Era una criatura muy inteligente, estudiosa, ávida lectora, de notas brillantes. Le preguntó, pero ella le dio vagas excusas. La castigó, pero no consiguió nada. Su rendimiento comenzó a caer en picado.No había día que no discutieran. Jaime la llevaba al instituto en coche para asegurarse de que entraba, pero ella se marchaba en cuanto su padre se daba la vuelta. Pensaron en las drogas, pero les juró que no consumía. Pensaron en un chico, pero también les juró que no salía con ninguno. “¿Quién se va a fijar en mí, la empollona con los dientes llenos de hierros y las gafas de culo de botella? ¡Si ni siquiera me dejáis pintarme para ir al instituto!” Y se encerró en su cuarto. No comía bien, no dormía bien. Tenía pesadillas.Después de las denuncias ante la Guardia Civil, cuatro chicas fueron expulsadas del instituto. La más violenta de ellas, la que instigaba a todas las demás en contra de Ana, fue incluso juzgada. Pero al no haber lesiones físicas graves demostrables, teniendo en cuenta que “la menor viene de una familia desestructurada, serios problemas de alcoholismo de su padre, desamparo, y bla, bla, bla…”, se zanjó el tema con una multa y la obligación de la asistencia a un psicólogo para la agresora. Y, teniendo en cuenta también la obligación de estar escolarizadas hasta los dieciséis años, se reubicó a aquellas chicas en otros institutos.
Y carpetazo al tema.Ana volvió a clase. Todos la miraban y cuchicheaban a sus espaldas. Los profesores trataban de mantener una cierta normalidad, pero no fue posible. Ella se sentía observada, aunque trató de ser valiente. El primer empujón, y el primer “chivata” lo recibió a la hora del patio. Rezó para que su padre no llegase tarde a recogerla. Cuando salió por la puerta no las vio venir. Entre las cuatro sólo tardaron un par de minutos en cubrir a Ana de golpes. Algunos vidrios de las gafas se le clavaron en la cara, los labios le quedaron machacados por los trozos de metal de la ortodoncia, incluso se tragó uno de sus dientes. No podía respirar, no podía abrir los ojos. Le arrancaron varios mechones de pelo, cerca de la brecha que sangraba en su cabeza, y le quitaron los pantalones del chándal para humillarla ante todos. Nadie hizo nada.

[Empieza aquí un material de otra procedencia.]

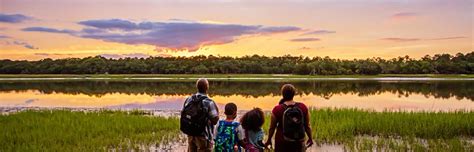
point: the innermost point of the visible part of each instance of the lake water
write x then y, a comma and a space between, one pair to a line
379, 95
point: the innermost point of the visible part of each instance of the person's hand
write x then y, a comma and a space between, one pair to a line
309, 143
268, 143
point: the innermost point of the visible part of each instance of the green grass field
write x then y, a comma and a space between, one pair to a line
356, 130
79, 131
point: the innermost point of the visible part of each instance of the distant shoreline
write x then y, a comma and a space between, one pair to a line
237, 77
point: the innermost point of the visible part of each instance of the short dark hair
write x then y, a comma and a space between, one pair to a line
288, 91
230, 109
253, 120
202, 84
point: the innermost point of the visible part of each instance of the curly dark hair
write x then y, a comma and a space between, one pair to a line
288, 91
253, 120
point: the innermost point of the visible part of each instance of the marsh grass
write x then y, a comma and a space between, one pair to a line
356, 130
83, 131
363, 130
370, 130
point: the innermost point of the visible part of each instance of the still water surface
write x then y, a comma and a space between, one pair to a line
169, 95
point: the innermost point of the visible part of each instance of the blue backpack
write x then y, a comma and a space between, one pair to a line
226, 136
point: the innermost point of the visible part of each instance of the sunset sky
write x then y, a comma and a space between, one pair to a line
37, 29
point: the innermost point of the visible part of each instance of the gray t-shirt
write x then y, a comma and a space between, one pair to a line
209, 130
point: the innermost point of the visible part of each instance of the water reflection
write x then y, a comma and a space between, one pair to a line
326, 89
411, 95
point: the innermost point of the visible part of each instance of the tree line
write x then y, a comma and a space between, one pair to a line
255, 64
326, 89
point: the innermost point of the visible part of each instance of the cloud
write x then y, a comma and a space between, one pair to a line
50, 54
45, 29
42, 54
318, 32
4, 37
29, 101
449, 38
13, 18
393, 39
305, 39
404, 15
171, 35
25, 44
131, 55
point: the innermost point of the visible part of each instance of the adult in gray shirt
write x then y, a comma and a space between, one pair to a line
204, 143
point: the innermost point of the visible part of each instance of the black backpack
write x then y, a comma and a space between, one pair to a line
293, 123
194, 118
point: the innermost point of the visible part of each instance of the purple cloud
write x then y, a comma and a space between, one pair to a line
111, 24
174, 35
14, 18
305, 39
45, 29
449, 38
55, 54
25, 44
42, 54
4, 37
131, 55
404, 15
393, 39
318, 32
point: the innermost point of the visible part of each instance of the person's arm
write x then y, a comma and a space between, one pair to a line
271, 131
241, 136
260, 135
308, 131
213, 113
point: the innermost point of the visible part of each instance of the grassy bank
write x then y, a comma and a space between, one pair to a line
122, 76
79, 131
365, 130
355, 129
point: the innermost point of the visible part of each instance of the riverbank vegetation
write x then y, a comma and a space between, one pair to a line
437, 64
354, 129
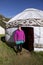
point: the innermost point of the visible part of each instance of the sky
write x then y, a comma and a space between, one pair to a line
10, 8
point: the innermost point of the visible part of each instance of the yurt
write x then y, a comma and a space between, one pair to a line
32, 24
2, 30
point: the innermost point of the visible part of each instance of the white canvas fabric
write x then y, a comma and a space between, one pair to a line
2, 30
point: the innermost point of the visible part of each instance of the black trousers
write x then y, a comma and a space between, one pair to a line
19, 47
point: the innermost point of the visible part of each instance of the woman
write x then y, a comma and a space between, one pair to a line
19, 39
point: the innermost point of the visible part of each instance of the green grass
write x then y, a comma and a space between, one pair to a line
9, 57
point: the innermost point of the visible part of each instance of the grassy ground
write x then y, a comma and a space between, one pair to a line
9, 57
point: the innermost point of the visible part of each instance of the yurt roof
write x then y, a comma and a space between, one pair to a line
29, 16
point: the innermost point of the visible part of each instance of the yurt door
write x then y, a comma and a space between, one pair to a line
29, 36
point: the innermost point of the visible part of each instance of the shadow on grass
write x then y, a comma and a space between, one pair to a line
12, 45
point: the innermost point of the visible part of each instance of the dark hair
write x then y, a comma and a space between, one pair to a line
19, 25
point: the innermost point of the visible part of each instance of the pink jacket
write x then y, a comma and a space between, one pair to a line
19, 35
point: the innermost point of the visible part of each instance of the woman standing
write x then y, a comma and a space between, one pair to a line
19, 39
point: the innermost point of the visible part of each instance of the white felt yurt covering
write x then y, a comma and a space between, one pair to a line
2, 30
28, 18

Unos por miedo, otros por… bueno, quién sabe por qué. Jaime venía corriendo, gritando, pero el corrillo de adolescentes que amparaba la paliza mientras grababa con el móvil la escena para después colgarla en Internet no se apartó. A empujones llegó hasta su hija, que tragaba sangre de la nariz y el labio rotos tratando de respirar.Elena continuó embalando los libros del salón. No importaba la pena que se les había impuesto por la paliza. Sabía que volverían a por ella, que la primera pintada que había aparecido en el portal de su casa era el aviso de que, a pesar de ser inocente, de no haber herido a nadie, de no haber cometido más delito que el de ser más inteligente que la mayoría, Ana no estaba a salvo. Ir al instituto con escolta policial no era vida para una niña de trece años. No iba a permitir que su hija corriera peligro. Mario se quejó: “¿Por qué nos tenemos que ir nosotros? ¿Por qué no se van ellas, que son las que lo han hecho mal?”
Cerró una nueva caja y se sentó sobre ella. Quizá en una ciudad más pequeña su familia podría recuperar la tranquilidad. A veces, aunque duela, una retirada a tiempo es una victoria. Pensó que el día de mañana Ana sería una mujer adulta, preparada para el mundo. Las otras serían carne de cañón, y deseó todo lo peor que se le ocurrió para ellas. Ya que la justicia no iba a castigarlas como se merecían, que la vida se encargase de ello. Pero no se iban a quedar allí para verlo.
El camión de mudanzas llegaría en unos minutos. No le gustaba sentir rabia, ni sentir odio. Esperó que la nueva ciudad y la nueva casa fueran un buen sitio para empezar a olvidar. Jaime la abrazó por la cintura, y juntos fueron hacia el coche.